Приближаясь и приближаясь к домику палача, Павел Георгиевич по-прежнему сжимал в руке кусочек сор-торма, красной пирамидки, которую ламы ставили в центр круга, исполняя свой магический ритуал. Это фантастическое путешествие в Непал и Вик, который был теперь где-то здесь, рядом, в этом душном, заполненном выхлопными газами Катманду, по-прежнему экзотическом, хотя уже и наполовину западном, те же джипы и те же джинсы, бары и рестораны, вездесущие доллары. Задыхаясь, он ощупал другой рукой подкладку куртки и снова подумал о Вике. В подкладке, разбитый на пачки, был зашит его дом, проданный за тридцать тысяч, золотой телец, который должен освободить его сына, также, как он властен был и заточить его.
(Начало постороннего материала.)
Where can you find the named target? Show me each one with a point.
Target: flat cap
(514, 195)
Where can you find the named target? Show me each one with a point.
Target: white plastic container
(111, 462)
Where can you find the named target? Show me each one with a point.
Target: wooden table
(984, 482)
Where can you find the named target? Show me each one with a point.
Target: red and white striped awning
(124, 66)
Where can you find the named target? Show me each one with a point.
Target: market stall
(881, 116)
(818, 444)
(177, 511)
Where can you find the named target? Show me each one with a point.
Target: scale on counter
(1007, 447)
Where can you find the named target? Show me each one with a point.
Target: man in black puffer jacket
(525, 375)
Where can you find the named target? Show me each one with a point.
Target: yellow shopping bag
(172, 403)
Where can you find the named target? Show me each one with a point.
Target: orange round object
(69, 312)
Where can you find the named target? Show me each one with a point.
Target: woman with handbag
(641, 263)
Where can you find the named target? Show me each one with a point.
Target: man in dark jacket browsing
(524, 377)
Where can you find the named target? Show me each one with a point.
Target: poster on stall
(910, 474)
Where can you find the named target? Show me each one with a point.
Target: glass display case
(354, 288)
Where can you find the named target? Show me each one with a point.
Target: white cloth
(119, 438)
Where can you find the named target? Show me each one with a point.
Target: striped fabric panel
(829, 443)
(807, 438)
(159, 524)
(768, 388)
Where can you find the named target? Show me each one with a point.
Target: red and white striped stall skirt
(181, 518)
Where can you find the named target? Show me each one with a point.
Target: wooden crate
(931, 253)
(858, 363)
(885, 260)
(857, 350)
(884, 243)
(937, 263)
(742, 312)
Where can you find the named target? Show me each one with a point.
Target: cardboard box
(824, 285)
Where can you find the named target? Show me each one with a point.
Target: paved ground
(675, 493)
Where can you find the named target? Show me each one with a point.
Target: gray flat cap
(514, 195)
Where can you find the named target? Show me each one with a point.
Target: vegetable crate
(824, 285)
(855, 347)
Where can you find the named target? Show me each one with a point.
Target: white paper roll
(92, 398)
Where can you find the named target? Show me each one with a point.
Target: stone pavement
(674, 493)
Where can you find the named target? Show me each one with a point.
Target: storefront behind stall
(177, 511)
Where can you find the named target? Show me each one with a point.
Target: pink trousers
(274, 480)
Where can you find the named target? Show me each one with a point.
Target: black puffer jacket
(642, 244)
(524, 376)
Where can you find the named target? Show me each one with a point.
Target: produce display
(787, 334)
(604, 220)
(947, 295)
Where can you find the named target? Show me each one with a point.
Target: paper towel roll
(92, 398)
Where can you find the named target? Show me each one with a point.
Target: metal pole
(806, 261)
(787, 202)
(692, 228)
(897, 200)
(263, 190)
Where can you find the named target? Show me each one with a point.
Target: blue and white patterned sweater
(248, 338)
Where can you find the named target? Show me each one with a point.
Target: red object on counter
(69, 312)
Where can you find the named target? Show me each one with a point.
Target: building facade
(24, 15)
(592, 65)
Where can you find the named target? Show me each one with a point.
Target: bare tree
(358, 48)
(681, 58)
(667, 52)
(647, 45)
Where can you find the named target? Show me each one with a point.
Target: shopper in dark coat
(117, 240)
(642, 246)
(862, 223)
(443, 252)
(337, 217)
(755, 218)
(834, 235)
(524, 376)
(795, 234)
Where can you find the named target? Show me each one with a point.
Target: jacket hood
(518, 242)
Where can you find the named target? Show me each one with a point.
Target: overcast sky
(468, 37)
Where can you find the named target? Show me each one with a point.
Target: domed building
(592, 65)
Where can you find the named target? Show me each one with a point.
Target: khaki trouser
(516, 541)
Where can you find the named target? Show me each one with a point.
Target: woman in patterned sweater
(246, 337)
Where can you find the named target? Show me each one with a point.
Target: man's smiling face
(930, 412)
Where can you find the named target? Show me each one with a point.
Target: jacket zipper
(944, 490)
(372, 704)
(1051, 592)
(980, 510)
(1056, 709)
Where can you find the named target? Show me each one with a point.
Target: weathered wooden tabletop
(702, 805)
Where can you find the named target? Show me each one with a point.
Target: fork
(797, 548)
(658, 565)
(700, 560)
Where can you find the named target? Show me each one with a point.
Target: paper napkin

Буддийский монах, сидящий рядом с ним в машине, наклонился вперед и сказал что-то на непали шоферу.
«Вик, Вик, скоро я вызволю тебя из тюрьмы». Он снова вспомнил бессмысленные фразы в посольстве, как ему в пятый раз повторяли про несчастный случай в горах, показывали залитые кровью документы, объясняли про горную реку. «Вот вам крест! – истово крестился посол. – А эти ламы вас просто дурачат. Рано или поздно найдут останки и вы сможете их забрать». Загадочный зигзаг двигающихся лам. «Прощай, Иисус, прости, Иисус, и да поможет мне Будда».
Такси подъезжало к дому шиваистского палача. На обочине дороги кололи камни женщины и дети. Из раскрытой кабины самосвала доносились раги. Монах сказал по-английски, что скоро будет гроза, и показал на небо. Пробормотав мантру, он коснулся руками лба, горла и сердца. Машина затормозила и в тот же миг по капоту, по крыше ударили крупные капли дождя. В тучах словно бы что-то задвигалось и загремело. Накинув плащи, они быстро скользнули в дождь и – вот уже стояли, отряхиваясь, на пороге дома. «Не бойтесь, – сказал еще раз монах. – Мы с Ангдавой старые соседи. Один раз так уже было, когда он провел к заключенному его жену в балахоне своего помощника».
Палач покачал головой и отвел глаза. Только что он сказал, что казнь уже назначена на завтра. Монах смотрел в сторону, перебирая четки.
– И его… ничего… уже не сможет спасти? – тихо, с усилием спросил Павел Георгиевич.
Монах перевел. Палач снова отрицательно покачал головой.
– Но он никого не убивал. Боже…
Павел Георгиевич закрыл лицо руками.
Палач молчал, монах еле слышно повторял слога мантр. Дождь за окном все усиливался. Его равномерный нарастающий шум сейчас был сродни поднимающемуся в душе отца ужасному и скорбному чувству. Дождь был словно бы из бетона и стекла, вмуровывая навсегда сейчас Павла Георгиевича в эту комнату, в это замкнутое пространство с этим страшным человеком, который завтра должен будет убивать его сына. Багровое задыхающееся лицо Вика поплыло перед глазами. Павел Георгиевич не выдержал и закричал. Он закричал в себе, стоя по-прежнему молча на том же месте и не отрывая рук от лица. Плечи его вдруг вздрогнули, но с каким-то мучительным хрипом он все же подавил в себе и рыдания.
– Единственное, что я могу сделать, – сказал палач, – это провести туда вас.
Он сделал паузу.
– И вместо вас вывести вашего Вика обратно.
Слезы, горячие слезы облегчения потекли из отцовских глаз.
– Да… да… конечно, – сказал Павел Георгиевич и… проснулся.